Statistics is the science of data analysis. The data to be encountered in this book are derived from genomes. Genomes consist of long chains of DNA which are represented by sequences in the letters A, C, G or T. These abbreviate the four nucleic acids Adenine, Cytosine, Guanine and Thymine, which serve as fundamental building blocks in molecular biology.
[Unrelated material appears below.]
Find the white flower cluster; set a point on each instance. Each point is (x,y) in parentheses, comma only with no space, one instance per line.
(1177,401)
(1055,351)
What do statisticians do with their data? They build models of the process that generated the data and, in what is known as statistical inference, draw conclusions about this process. Genome sequences are particularly interesting data to draw conclusions from: they are the blueprint for life, and yet their function, structure, and evolution are poorly understood. Statistical models are fundamental for genomics, a point of view that was emphasized in [Durbin et al., 1998].
The inference tools we present in this chapter look different from those found in [Durbin et al., 1998], or most other texts on computational biology or mathematical statistics: ours are written in the language of abstract algebra. The algebraic language for statistics clarifies many of the ideas central to the analysis of discrete data, and, within the context of biological sequence analysis, unifies the main ingredients of many widely used algorithms.
Algebraic Statistics is a new field, less than a decade old, whose precise scope is still emerging. The term itself was coined by Giovanni Pistone, Eva Riccomagno and Henry Wynn, with the title of their book [Pistone et al., 2000].